Mr. Macklem said last week the bank is watching a number of indicators to see if one-time price jumps turn into more persistent inflation. Short-run inflation expectations have moved up, but medium and long-term expectations remain well anchored, he said. And there are few signs that wages are running ahead of productivity growth and becoming an independent driver of inflation.
The IMF downgraded Canada’s 2021 GDP growth forecast to 5.7 per cent from 6.3 per cent, but upgraded its 2022 GDP growth forecast to 4.9 per cent from 4.5 per cent.
Another key theme of the IMF’s report was the “dangerous divergence” between advanced economies and the rest of the world. The IMF expects output in advanced economies to return to prepandemic forecasts by next year, and exceed them by 2024. By contrast, emerging markets and developing economies, excluding China, are expected to remain 5.5 per cent below the prepandemic forecast in 2024.
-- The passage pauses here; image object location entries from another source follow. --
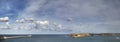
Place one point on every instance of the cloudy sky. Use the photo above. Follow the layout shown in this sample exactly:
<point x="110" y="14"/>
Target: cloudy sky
<point x="88" y="16"/>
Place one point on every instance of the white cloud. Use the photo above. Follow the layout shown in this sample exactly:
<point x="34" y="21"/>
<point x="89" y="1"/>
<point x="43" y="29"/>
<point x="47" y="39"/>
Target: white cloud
<point x="31" y="9"/>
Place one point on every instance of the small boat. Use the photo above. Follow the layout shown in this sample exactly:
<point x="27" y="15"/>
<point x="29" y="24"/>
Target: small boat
<point x="80" y="35"/>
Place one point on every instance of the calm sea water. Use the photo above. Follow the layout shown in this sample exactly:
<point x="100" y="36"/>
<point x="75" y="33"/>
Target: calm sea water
<point x="64" y="38"/>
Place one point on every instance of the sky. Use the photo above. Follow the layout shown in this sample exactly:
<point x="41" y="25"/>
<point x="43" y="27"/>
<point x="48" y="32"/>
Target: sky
<point x="86" y="16"/>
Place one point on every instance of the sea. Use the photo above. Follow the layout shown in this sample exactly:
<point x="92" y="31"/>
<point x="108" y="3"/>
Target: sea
<point x="63" y="38"/>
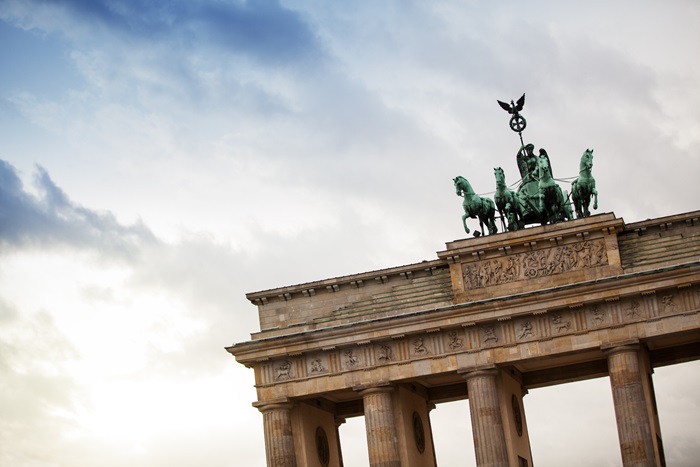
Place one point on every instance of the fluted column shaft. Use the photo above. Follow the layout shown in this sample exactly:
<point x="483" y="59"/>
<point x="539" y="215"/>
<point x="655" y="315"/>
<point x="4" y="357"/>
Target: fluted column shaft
<point x="633" y="425"/>
<point x="380" y="423"/>
<point x="339" y="421"/>
<point x="279" y="442"/>
<point x="487" y="424"/>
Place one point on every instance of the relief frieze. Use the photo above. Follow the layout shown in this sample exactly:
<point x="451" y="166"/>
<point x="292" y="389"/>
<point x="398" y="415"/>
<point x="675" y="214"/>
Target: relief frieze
<point x="534" y="264"/>
<point x="488" y="334"/>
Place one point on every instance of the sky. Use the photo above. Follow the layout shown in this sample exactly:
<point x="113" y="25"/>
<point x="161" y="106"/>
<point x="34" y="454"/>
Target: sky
<point x="160" y="159"/>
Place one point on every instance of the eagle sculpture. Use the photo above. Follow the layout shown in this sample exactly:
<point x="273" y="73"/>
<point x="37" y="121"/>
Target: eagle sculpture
<point x="514" y="107"/>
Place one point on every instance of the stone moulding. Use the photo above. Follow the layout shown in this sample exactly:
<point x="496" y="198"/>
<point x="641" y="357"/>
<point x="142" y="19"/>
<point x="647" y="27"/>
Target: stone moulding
<point x="483" y="336"/>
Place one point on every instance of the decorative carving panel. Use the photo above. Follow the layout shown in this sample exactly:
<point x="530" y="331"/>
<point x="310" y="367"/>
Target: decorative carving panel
<point x="533" y="264"/>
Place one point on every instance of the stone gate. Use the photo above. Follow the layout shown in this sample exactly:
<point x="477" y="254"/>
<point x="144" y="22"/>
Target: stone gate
<point x="487" y="320"/>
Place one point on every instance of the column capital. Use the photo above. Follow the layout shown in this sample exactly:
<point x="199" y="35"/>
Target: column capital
<point x="273" y="405"/>
<point x="378" y="389"/>
<point x="628" y="346"/>
<point x="477" y="372"/>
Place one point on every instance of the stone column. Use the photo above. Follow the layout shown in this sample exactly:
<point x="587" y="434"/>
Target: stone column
<point x="633" y="426"/>
<point x="380" y="423"/>
<point x="339" y="421"/>
<point x="279" y="442"/>
<point x="487" y="425"/>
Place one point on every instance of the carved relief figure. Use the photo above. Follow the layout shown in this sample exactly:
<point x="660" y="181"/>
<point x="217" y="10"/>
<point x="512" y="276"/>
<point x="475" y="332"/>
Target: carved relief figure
<point x="598" y="315"/>
<point x="317" y="366"/>
<point x="490" y="334"/>
<point x="539" y="263"/>
<point x="384" y="353"/>
<point x="351" y="359"/>
<point x="455" y="341"/>
<point x="284" y="370"/>
<point x="669" y="306"/>
<point x="633" y="310"/>
<point x="418" y="347"/>
<point x="525" y="330"/>
<point x="559" y="324"/>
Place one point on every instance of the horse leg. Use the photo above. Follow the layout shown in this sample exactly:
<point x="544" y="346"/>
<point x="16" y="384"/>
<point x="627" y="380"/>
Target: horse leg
<point x="595" y="198"/>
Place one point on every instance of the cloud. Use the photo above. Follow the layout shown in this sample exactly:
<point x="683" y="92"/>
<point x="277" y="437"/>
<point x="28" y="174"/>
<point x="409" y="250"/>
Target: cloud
<point x="52" y="218"/>
<point x="263" y="31"/>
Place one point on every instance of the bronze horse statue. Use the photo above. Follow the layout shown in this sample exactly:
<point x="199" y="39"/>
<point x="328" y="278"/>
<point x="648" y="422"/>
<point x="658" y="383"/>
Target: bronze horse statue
<point x="583" y="188"/>
<point x="476" y="206"/>
<point x="554" y="204"/>
<point x="507" y="201"/>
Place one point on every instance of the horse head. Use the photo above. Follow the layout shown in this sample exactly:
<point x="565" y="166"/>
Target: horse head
<point x="462" y="186"/>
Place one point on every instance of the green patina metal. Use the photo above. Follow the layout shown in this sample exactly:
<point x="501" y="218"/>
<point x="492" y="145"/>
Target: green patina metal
<point x="538" y="199"/>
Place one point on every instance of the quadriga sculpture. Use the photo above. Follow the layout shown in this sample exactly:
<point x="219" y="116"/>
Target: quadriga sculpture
<point x="554" y="206"/>
<point x="583" y="188"/>
<point x="476" y="206"/>
<point x="507" y="201"/>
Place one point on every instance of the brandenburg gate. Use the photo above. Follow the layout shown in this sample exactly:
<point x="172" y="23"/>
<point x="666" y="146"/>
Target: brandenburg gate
<point x="490" y="318"/>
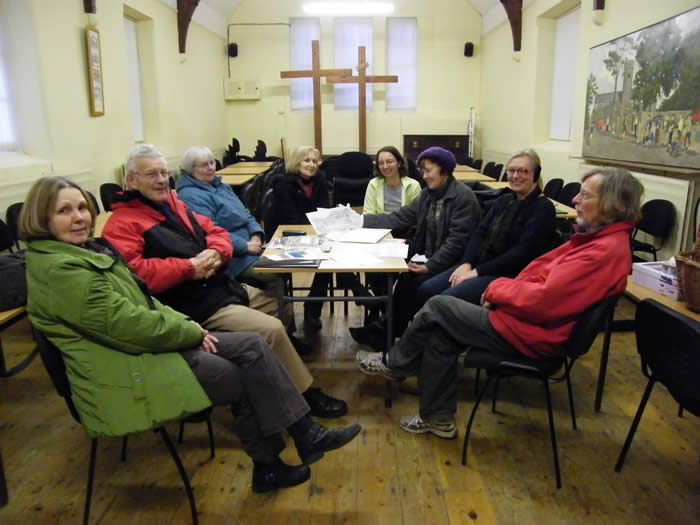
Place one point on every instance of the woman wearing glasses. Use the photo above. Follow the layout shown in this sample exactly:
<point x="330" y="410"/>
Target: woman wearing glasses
<point x="518" y="227"/>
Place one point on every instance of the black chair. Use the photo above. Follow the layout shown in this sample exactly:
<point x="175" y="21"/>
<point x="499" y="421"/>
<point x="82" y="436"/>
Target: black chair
<point x="498" y="366"/>
<point x="355" y="170"/>
<point x="12" y="220"/>
<point x="553" y="188"/>
<point x="94" y="202"/>
<point x="7" y="240"/>
<point x="56" y="368"/>
<point x="658" y="218"/>
<point x="568" y="192"/>
<point x="668" y="344"/>
<point x="107" y="192"/>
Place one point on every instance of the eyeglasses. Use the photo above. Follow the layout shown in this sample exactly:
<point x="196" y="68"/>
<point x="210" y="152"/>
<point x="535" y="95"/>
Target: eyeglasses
<point x="519" y="171"/>
<point x="153" y="175"/>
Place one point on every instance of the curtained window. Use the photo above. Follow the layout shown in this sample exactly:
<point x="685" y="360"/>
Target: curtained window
<point x="348" y="35"/>
<point x="401" y="59"/>
<point x="301" y="32"/>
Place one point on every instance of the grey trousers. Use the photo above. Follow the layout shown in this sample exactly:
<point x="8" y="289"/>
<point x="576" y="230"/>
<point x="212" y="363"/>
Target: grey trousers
<point x="246" y="374"/>
<point x="429" y="348"/>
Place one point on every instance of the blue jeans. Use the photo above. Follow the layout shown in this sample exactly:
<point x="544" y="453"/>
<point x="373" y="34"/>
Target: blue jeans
<point x="469" y="290"/>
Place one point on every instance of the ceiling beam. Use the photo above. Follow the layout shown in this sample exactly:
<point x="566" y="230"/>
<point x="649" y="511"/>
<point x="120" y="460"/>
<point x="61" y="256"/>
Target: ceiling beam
<point x="514" y="10"/>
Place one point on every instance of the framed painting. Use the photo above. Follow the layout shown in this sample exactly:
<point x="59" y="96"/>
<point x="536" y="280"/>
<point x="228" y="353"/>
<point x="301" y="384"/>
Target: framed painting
<point x="94" y="61"/>
<point x="643" y="95"/>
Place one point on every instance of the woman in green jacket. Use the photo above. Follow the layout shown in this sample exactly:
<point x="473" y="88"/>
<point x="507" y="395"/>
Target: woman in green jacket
<point x="134" y="363"/>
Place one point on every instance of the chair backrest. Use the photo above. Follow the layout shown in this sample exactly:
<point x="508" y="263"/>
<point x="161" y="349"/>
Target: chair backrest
<point x="488" y="169"/>
<point x="588" y="325"/>
<point x="12" y="219"/>
<point x="107" y="192"/>
<point x="94" y="202"/>
<point x="669" y="345"/>
<point x="7" y="240"/>
<point x="658" y="218"/>
<point x="553" y="188"/>
<point x="56" y="368"/>
<point x="568" y="192"/>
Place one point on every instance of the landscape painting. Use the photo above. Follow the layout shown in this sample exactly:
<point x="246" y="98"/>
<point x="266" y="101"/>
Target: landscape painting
<point x="643" y="95"/>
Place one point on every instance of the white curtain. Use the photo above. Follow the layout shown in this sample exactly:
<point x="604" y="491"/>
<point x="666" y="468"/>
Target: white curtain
<point x="348" y="35"/>
<point x="301" y="33"/>
<point x="8" y="135"/>
<point x="401" y="59"/>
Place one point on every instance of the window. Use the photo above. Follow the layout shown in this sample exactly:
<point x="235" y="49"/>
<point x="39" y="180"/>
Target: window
<point x="401" y="58"/>
<point x="8" y="136"/>
<point x="134" y="73"/>
<point x="348" y="35"/>
<point x="564" y="75"/>
<point x="301" y="33"/>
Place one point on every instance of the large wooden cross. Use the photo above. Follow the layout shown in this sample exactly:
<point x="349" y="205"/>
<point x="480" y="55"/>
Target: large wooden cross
<point x="361" y="80"/>
<point x="316" y="73"/>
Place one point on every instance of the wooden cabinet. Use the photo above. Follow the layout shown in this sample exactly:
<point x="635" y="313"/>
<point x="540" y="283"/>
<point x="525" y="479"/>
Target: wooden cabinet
<point x="457" y="144"/>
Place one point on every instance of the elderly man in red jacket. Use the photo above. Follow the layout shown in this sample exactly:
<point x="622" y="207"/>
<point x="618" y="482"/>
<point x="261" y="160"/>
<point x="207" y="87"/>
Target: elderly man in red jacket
<point x="182" y="258"/>
<point x="531" y="314"/>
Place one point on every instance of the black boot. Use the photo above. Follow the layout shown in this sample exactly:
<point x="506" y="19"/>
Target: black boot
<point x="277" y="475"/>
<point x="319" y="439"/>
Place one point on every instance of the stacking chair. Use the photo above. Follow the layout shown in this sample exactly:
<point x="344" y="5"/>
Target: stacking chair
<point x="658" y="218"/>
<point x="498" y="366"/>
<point x="668" y="344"/>
<point x="568" y="192"/>
<point x="53" y="362"/>
<point x="12" y="220"/>
<point x="107" y="192"/>
<point x="553" y="188"/>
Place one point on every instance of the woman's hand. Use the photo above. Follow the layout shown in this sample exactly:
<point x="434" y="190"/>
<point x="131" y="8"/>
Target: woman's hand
<point x="418" y="268"/>
<point x="462" y="273"/>
<point x="208" y="343"/>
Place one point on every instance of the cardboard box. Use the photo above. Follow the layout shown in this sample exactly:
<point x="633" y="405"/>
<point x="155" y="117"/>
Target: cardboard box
<point x="658" y="277"/>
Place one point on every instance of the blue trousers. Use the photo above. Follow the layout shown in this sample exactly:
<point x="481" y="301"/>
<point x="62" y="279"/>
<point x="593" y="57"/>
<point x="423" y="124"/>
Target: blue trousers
<point x="469" y="290"/>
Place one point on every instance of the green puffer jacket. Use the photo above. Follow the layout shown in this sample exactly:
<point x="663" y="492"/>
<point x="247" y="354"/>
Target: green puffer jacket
<point x="121" y="355"/>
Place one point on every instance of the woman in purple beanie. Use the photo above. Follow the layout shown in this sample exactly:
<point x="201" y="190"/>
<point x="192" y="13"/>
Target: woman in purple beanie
<point x="443" y="217"/>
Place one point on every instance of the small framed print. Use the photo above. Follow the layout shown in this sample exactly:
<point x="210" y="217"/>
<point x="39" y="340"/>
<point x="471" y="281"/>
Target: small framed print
<point x="94" y="61"/>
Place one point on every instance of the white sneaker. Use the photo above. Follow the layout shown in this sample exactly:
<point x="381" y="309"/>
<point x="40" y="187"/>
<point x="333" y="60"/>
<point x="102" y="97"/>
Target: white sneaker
<point x="443" y="427"/>
<point x="371" y="363"/>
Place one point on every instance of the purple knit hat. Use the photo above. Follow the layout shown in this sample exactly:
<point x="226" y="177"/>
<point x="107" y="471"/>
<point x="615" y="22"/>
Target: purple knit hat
<point x="440" y="156"/>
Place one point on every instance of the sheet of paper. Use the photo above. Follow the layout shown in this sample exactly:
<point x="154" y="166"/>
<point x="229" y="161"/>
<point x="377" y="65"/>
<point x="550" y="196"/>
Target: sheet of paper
<point x="326" y="220"/>
<point x="359" y="235"/>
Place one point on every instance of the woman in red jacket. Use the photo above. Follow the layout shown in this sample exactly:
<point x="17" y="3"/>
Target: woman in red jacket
<point x="531" y="314"/>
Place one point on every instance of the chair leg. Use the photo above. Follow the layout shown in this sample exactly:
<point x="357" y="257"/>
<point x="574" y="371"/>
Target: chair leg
<point x="635" y="424"/>
<point x="552" y="433"/>
<point x="91" y="476"/>
<point x="212" y="447"/>
<point x="125" y="440"/>
<point x="181" y="470"/>
<point x="495" y="394"/>
<point x="489" y="378"/>
<point x="572" y="409"/>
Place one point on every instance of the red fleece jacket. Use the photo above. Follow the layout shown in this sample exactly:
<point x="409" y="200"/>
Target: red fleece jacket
<point x="536" y="311"/>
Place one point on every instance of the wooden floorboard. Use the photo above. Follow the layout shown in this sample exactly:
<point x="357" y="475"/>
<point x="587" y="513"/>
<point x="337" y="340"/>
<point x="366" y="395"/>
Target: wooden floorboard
<point x="386" y="476"/>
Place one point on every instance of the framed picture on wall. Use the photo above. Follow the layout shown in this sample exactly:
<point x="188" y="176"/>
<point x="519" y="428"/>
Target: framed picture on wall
<point x="643" y="95"/>
<point x="94" y="61"/>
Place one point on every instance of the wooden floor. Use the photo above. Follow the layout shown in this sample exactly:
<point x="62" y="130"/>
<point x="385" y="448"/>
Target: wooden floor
<point x="386" y="475"/>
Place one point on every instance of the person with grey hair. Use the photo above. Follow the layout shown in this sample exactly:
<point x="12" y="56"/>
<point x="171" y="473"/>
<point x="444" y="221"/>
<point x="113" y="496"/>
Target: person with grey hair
<point x="182" y="257"/>
<point x="518" y="227"/>
<point x="205" y="193"/>
<point x="531" y="314"/>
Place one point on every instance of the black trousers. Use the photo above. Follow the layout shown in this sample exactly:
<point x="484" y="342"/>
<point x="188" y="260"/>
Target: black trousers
<point x="246" y="374"/>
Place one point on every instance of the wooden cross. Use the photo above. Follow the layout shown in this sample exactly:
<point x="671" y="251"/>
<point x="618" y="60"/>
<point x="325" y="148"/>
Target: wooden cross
<point x="361" y="80"/>
<point x="316" y="73"/>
The biggest driver of this divergence is the “great vaccine divide.” The IMF estimates that over 60 per cent of people in high-income countries are fully vaccinated. In low-income countries, by contrast, around 96 per cent of the population remains unvaccinated.
Ms. Gopinath said high-income countries need to do more to fulfill existing vaccine donation pledges and remove trade restrictions on the flow of vaccines and their inputs. Vaccine manufacturers should also expand regional production to developing countries, she said.
“Recent developments have made it abundantly clear that we are all in this together, and the pandemic is not over anywhere, until it’s over everywhere. If COVID-19 were to have a prolonged impact into the medium term, it could reduce global GDP by a cumulative US$5.3-trillion over the next five years, relative to our current projections. It does not have to be this way,” she said.